AIMER: Calibration-Free Task-Agnostic MoE Pruning
arXiv:2603.18492v1 Announce Type: new Abstract: Mixture-of-Experts (MoE) language models increase parameter capacity without proportional per-token compute, but the deployment still requires storing all experts, making expert pruning important for reducing memory and serving overhead. Existing task-agnostic expert pruning methods are typically calibration-dependent: they estimate expert importance from routing or activation statistics on a calibration set, which makes pruning outcomes sensitive to the choice of calibration set and adds substantial preprocessing cost. We introduce AIMER (\textbf{A}bsolute mean over root mean square \textbf{IM}portance for \textbf{E}xpert \textbf{R}anking), a simple calibration-free criterion that yields clear within-layer score separation and distinct expert stratification. Across 7B to 30B MoE language models at 25\% and 50\% pruning ratios over 16 benchmarks, AIMER consistently delivers competitive or stronger overall performance against state-of-the
arXiv:2603.18492v1 Announce Type: new Abstract: Mixture-of-Experts (MoE) language models increase parameter capacity without proportional per-token compute, but the deployment still requires storing all experts, making expert pruning important for reducing memory and serving overhead. Existing task-agnostic expert pruning methods are typically calibration-dependent: they estimate expert importance from routing or activation statistics on a calibration set, which makes pruning outcomes sensitive to the choice of calibration set and adds substantial preprocessing cost. We introduce AIMER (\textbf{A}bsolute mean over root mean square \textbf{IM}portance for \textbf{E}xpert \textbf{R}anking), a simple calibration-free criterion that yields clear within-layer score separation and distinct expert stratification. Across 7B to 30B MoE language models at 25\% and 50\% pruning ratios over 16 benchmarks, AIMER consistently delivers competitive or stronger overall performance against state-of-the-art calibration-based expert pruning baselines with only 0.22--1.27 seconds for scoring the experts.
Executive Summary
This article presents AIMER, a calibration-free task-agnostic expert pruning method for Mixture-of-Experts (MoE) language models. AIMER achieves competitive or stronger performance compared to state-of-the-art calibration-based expert pruning baselines, while significantly reducing preprocessing cost and scoring time. The proposed method yields clear within-layer score separation and distinct expert stratification, making it a promising solution for large-scale MoE language models. The results demonstrate the effectiveness of AIMER across various benchmarks, including 7B to 30B parameter sizes and 25% to 50% pruning ratios.

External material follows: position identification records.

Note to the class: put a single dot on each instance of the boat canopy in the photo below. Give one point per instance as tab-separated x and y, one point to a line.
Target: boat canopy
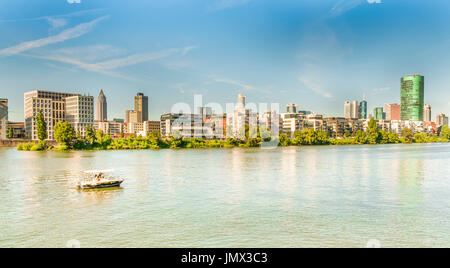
98	171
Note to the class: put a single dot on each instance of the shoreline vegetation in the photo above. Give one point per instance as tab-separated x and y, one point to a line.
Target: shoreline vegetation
97	140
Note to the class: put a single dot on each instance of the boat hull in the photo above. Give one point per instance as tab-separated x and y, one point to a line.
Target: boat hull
101	185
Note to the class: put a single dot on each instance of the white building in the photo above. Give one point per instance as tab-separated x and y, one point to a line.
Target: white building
427	113
80	113
3	119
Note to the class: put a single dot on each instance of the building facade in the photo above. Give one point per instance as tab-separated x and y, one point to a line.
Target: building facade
3	119
102	107
441	120
292	108
80	113
378	113
141	107
363	109
392	111
427	113
52	105
412	98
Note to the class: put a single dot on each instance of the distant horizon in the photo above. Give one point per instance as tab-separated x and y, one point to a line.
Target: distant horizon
317	54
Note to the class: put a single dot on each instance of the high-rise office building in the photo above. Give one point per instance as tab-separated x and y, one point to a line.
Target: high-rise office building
348	109
241	101
141	106
3	119
205	112
392	111
412	97
427	113
52	105
292	108
378	113
80	113
102	107
351	110
363	109
441	120
355	110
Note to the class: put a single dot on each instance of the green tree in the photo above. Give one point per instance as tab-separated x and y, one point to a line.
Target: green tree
41	127
10	133
360	137
347	134
64	133
408	135
421	137
445	132
90	135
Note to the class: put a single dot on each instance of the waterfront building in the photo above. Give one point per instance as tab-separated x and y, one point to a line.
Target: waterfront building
316	122
241	101
3	119
337	126
378	113
392	111
352	109
293	122
363	109
348	109
272	121
141	107
427	113
127	116
102	107
292	108
52	105
216	126
239	118
412	98
205	112
80	113
134	117
18	129
153	126
114	128
441	120
355	110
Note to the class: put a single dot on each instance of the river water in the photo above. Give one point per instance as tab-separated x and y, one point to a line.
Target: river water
320	196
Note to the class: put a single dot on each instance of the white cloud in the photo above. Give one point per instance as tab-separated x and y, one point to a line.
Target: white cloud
243	86
106	67
224	4
56	22
68	34
315	85
381	89
344	6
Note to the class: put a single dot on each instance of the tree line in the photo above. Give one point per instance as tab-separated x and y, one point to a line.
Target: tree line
67	139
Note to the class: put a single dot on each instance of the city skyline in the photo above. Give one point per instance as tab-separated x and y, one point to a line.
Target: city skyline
317	59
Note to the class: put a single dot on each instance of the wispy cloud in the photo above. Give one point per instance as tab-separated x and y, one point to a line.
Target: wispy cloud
57	21
381	89
106	67
343	6
225	4
67	34
243	86
315	85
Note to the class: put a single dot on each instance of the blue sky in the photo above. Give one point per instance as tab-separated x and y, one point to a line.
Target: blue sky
314	53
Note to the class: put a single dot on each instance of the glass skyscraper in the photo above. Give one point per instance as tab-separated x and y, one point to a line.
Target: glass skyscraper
363	109
412	97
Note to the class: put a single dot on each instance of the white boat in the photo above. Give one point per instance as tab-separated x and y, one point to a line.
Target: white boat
96	179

The article highlights the importance of expert pruning in reducing memory and serving overhead in MoE language models.
Key Points
- ▸ AIMER is a calibration-free task-agnostic expert pruning method for MoE language models.

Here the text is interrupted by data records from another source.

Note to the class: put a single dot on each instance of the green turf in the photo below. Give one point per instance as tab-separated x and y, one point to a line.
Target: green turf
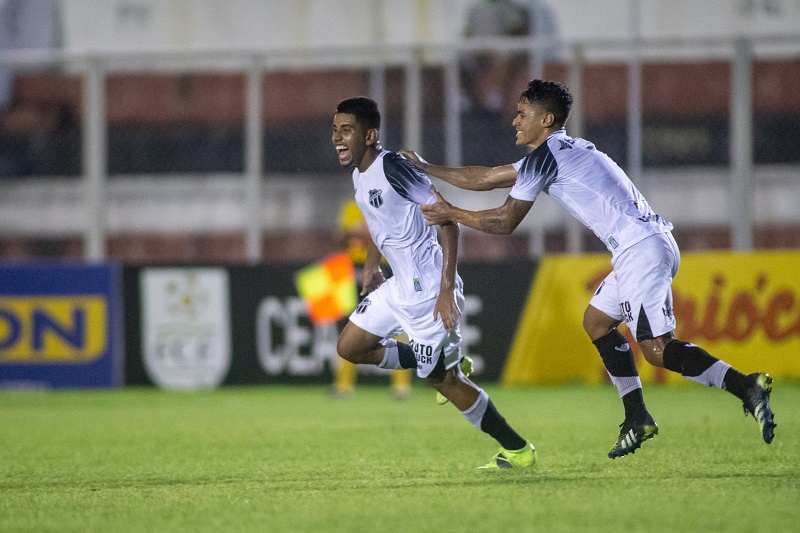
293	459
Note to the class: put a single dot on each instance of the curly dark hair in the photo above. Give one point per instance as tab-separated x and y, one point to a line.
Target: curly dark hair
364	109
552	96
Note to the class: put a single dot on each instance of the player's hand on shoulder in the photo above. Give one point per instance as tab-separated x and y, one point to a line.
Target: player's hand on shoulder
447	309
414	157
437	213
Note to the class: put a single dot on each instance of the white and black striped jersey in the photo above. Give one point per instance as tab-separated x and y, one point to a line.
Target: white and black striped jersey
592	187
389	194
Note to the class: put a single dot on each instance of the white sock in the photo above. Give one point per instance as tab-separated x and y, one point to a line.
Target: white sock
713	376
391	357
475	413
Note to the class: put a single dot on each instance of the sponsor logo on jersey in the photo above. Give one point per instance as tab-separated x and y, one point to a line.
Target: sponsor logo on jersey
376	198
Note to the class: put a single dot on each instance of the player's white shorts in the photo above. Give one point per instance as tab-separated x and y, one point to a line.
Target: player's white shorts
380	314
639	289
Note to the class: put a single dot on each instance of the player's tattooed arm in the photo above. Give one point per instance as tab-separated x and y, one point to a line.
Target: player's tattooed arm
472	178
500	220
445	303
504	219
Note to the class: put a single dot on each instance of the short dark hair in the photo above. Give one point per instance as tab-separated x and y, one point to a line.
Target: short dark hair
364	109
552	96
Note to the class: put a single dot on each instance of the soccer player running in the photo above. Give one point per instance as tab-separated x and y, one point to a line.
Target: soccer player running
425	295
644	255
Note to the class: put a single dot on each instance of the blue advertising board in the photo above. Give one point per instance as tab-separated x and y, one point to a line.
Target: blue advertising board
60	326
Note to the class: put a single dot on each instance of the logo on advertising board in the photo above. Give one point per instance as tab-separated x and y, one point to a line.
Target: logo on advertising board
52	329
185	326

- ▸ AIMER achieves competitive or stronger performance compared to calibration-based expert pruning baselines.
- ▸ The proposed method reduces preprocessing cost and scoring time significantly.

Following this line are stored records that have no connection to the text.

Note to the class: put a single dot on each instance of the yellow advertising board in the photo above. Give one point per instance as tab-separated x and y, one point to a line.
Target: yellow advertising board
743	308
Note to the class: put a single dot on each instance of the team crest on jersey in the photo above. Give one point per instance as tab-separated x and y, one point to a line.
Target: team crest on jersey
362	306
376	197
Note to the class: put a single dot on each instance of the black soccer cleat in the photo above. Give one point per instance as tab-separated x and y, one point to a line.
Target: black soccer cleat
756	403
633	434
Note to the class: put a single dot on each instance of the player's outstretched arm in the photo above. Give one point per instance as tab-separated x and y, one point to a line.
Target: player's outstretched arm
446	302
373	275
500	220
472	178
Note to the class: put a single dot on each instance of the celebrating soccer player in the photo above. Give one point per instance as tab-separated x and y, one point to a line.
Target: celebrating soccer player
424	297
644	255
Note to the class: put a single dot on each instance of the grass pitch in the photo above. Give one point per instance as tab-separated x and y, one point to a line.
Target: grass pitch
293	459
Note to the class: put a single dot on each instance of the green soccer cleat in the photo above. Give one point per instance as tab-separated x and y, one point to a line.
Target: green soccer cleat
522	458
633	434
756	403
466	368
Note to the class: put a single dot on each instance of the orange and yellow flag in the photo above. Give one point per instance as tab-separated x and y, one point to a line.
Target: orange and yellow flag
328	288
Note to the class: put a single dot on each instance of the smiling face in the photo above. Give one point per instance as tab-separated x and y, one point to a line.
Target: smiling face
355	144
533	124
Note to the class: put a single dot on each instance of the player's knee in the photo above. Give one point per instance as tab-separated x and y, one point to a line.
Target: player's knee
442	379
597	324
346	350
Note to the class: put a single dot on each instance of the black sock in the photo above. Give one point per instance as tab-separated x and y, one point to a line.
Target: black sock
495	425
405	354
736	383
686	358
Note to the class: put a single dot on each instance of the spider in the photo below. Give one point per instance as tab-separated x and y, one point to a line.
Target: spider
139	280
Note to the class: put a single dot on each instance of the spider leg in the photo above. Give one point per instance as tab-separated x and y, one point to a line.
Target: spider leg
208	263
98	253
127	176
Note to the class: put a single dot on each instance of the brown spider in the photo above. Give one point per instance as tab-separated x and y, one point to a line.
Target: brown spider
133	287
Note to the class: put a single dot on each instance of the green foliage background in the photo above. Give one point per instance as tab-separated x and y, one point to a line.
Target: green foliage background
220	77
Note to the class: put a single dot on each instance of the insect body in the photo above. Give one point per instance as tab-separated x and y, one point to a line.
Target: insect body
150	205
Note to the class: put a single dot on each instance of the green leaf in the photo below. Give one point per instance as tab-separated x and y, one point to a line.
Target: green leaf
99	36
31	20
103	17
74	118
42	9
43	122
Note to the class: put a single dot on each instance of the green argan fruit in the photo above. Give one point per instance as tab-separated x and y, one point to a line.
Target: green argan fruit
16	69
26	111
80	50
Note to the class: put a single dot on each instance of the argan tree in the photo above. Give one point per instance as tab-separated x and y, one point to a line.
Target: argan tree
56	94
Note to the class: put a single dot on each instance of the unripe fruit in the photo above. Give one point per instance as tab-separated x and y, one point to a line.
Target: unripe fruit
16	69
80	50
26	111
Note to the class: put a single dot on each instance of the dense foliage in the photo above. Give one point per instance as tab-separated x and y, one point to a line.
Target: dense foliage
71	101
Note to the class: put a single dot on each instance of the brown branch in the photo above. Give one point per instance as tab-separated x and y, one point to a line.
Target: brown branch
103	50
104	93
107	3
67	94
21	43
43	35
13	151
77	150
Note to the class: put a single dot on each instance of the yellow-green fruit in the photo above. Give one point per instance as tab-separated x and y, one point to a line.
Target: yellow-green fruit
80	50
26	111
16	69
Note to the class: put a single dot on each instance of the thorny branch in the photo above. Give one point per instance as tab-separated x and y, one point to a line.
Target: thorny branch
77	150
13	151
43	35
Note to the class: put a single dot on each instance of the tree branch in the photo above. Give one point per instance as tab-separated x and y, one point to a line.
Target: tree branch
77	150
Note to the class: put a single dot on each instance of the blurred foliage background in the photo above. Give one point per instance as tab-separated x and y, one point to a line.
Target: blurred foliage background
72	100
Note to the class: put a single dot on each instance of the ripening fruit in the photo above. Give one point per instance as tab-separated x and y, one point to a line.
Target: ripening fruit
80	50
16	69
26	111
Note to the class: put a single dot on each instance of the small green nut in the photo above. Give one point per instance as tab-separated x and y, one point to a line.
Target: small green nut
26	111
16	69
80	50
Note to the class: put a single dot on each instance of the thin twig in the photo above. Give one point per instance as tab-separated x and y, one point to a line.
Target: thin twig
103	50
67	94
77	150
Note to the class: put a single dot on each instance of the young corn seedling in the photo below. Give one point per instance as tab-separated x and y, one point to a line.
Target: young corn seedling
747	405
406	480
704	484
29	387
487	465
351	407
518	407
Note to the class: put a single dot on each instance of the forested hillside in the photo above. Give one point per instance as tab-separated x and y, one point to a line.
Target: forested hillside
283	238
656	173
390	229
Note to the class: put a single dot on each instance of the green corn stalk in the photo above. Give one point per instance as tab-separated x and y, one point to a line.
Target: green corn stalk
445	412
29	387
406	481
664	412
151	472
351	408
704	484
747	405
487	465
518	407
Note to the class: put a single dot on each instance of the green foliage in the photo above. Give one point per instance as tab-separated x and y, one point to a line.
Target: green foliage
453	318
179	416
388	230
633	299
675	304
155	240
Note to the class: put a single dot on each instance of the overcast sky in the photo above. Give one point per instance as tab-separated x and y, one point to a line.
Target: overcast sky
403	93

- ▸ AIMER yields clear within-layer score separation and distinct expert stratification.
Merits
Simple and Efficient
AIMER introduces a simple and efficient calibration-free criterion that reduces preprocessing cost and scoring time.
Demerits
Limited Evaluation
The article evaluates AIMER on a limited set of benchmarks, which may not fully capture its performance and generalizability.
Expert Commentary
The article presents a significant contribution to the field of expert pruning in MoE language models. AIMER's ability to achieve competitive or stronger performance without calibration is a notable achievement. However, the limited evaluation of AIMER on a small set of benchmarks raises concerns about its generalizability. Further research is needed to fully assess the potential of AIMER and its applicability to a broader range of use cases. Nevertheless, the article provides a valuable starting point for exploring the possibilities of calibration-free expert pruning in MoE language models.
Recommendations
- ✓ Future research should focus on evaluating AIMER on a more comprehensive set of benchmarks to assess its performance and generalizability.
- ✓ The development of AIMER-like methods should be continued to explore the possibilities of calibration-free expert pruning in MoE language models.